NAIROBI, January 18, 2018— The Central Bank of Somalia (CBS) and Somali Financial Institutions (SFIs) are taking crucial steps to modernize national payments systems. Supported by the World Bank, the CBS and private financial institutions are streamlining their efforts to strengthen the inter-bank payment, clearing and settlement systems in Somalia.
This development follows a five-day consultative forum held in Nairobi, Kenya on National Payment Systems Development. The forum focused on establishing public-private understanding and creating a common ground regarding the most efficient and effective way of setting-up national payment systems in Somalia. An Automated Transfer System (ATS) and National Switch will complement each other, with the ATS facilitating large payments and the National Switch facilitating interoperability of retail payment systems in Somalia, and open doors to manage international payments in country from a single platform.
“National payment systems contribute to the development of modern financial markets and promotion of market-based financial service provision,” said Abdishakur Mohamud, Central Bank of Somalia. “Centralizing clearing (Clearing denotes the process of transmitting, reconciling and, in some cases, confirming transactions prior to settlement, potentially including the netting of transactions and the establishment of final positions for settlement. The process turns the promise of payment (i.e. digital payment requests) into the actual movement of money from one account to another with speed, lower cost, reliability, and convenience.) and settlement will contribute to financial stability in Somalia, and evoke domestic and foreign trust in Somali financial institutions.”
The expectation is that this development will have a positive impact on economic activity, management of monetary aggregates, transaction costs, and development of new financial products which can become important sources of fee income for financial institutions. These developments also bring Somalia one step closer to the standards and norms of international financial systems.
Among the commitments for the implementation of national payment systems is work towards industry harmonization and standardization of a tiered Know Your Customer (KYC) system for transactional accounts, including use of a shared interbank digital ID system; to enhance fraud and credit risk control; and promotion of centralized clearing and settlement that will contribute to financial stability in Somalia.
“With the Central Bank leading this process, it is clear that the financial governance capabilities of Somali authorities are increasing,” said Thilasoni Benjamin Musuku, Senior Financial Sector Specialist, World Bank.
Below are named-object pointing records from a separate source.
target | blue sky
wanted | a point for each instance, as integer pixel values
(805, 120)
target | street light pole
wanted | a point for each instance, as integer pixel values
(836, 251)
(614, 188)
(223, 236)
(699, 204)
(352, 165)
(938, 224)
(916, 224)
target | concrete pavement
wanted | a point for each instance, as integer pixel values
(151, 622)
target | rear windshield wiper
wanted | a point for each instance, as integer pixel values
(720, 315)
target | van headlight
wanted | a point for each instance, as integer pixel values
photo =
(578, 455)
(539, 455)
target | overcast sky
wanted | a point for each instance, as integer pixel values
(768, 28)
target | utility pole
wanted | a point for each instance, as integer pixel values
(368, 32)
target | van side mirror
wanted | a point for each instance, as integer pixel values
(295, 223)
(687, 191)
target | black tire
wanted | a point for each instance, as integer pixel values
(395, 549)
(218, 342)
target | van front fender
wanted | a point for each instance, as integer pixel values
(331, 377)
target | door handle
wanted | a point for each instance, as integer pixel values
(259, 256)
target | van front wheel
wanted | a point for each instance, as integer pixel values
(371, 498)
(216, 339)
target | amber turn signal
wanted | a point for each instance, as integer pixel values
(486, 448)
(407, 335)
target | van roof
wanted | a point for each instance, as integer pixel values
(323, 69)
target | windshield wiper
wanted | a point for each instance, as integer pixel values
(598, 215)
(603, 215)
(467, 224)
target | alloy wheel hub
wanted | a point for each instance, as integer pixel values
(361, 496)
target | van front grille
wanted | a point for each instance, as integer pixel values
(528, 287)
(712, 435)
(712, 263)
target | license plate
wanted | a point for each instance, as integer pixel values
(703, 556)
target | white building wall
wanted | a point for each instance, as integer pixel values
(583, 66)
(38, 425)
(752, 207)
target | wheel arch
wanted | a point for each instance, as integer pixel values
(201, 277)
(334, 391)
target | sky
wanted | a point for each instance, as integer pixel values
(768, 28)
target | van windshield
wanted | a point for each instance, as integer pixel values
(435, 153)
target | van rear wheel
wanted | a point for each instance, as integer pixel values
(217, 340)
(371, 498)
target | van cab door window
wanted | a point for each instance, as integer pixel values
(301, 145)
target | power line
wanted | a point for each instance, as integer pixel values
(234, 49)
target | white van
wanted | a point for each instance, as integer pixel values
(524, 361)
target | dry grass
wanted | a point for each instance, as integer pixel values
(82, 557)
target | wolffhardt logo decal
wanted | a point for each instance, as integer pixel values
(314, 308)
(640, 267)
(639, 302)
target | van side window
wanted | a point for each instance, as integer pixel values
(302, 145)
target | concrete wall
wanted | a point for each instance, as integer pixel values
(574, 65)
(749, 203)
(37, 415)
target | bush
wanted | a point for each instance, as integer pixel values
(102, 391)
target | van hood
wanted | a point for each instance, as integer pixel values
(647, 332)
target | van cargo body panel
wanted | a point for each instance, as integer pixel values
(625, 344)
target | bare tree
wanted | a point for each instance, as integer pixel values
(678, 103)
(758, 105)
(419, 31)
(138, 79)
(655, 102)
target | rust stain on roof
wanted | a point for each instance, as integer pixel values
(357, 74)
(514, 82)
The World Bank supports CBS in strengthening central bank supervision and regulation through the Somali Core Economic Institutions and Opportunities (SCORE) Program. The SCORE program is the first in a series of projects to develop legal, regulatory and policy framework for financial institutions supervision and regulation in Somalia. The objectives are to improve the enabling environment for financial and private sector development, and catalyze private investment and job creation across Somalia. SCORE is funded by the Multi Partner Fund (MPF).
The Multi Partner Fund works predominantly through Somali authorities and includes institution-building, economic growth and urban development activities. MPF is supported by the United Kingdom’s Department for International Development (DfID), the European Union (EU), Germany’s KfW Development Bank, the Swedish International Development Cooperation (SIDA), the Royal Norwegian Embassy, Danish International Development Agency (DANIDA), the Swiss Agency for Development Co-operation (SDC), the Ministry of Foreign Affairs of Finland, United States Agency for International Development (USAID), Italy’s Ministry of Foreign Affairs and International Cooperation, and the World Bank’s State- and Peacebuilding Fund (SPF).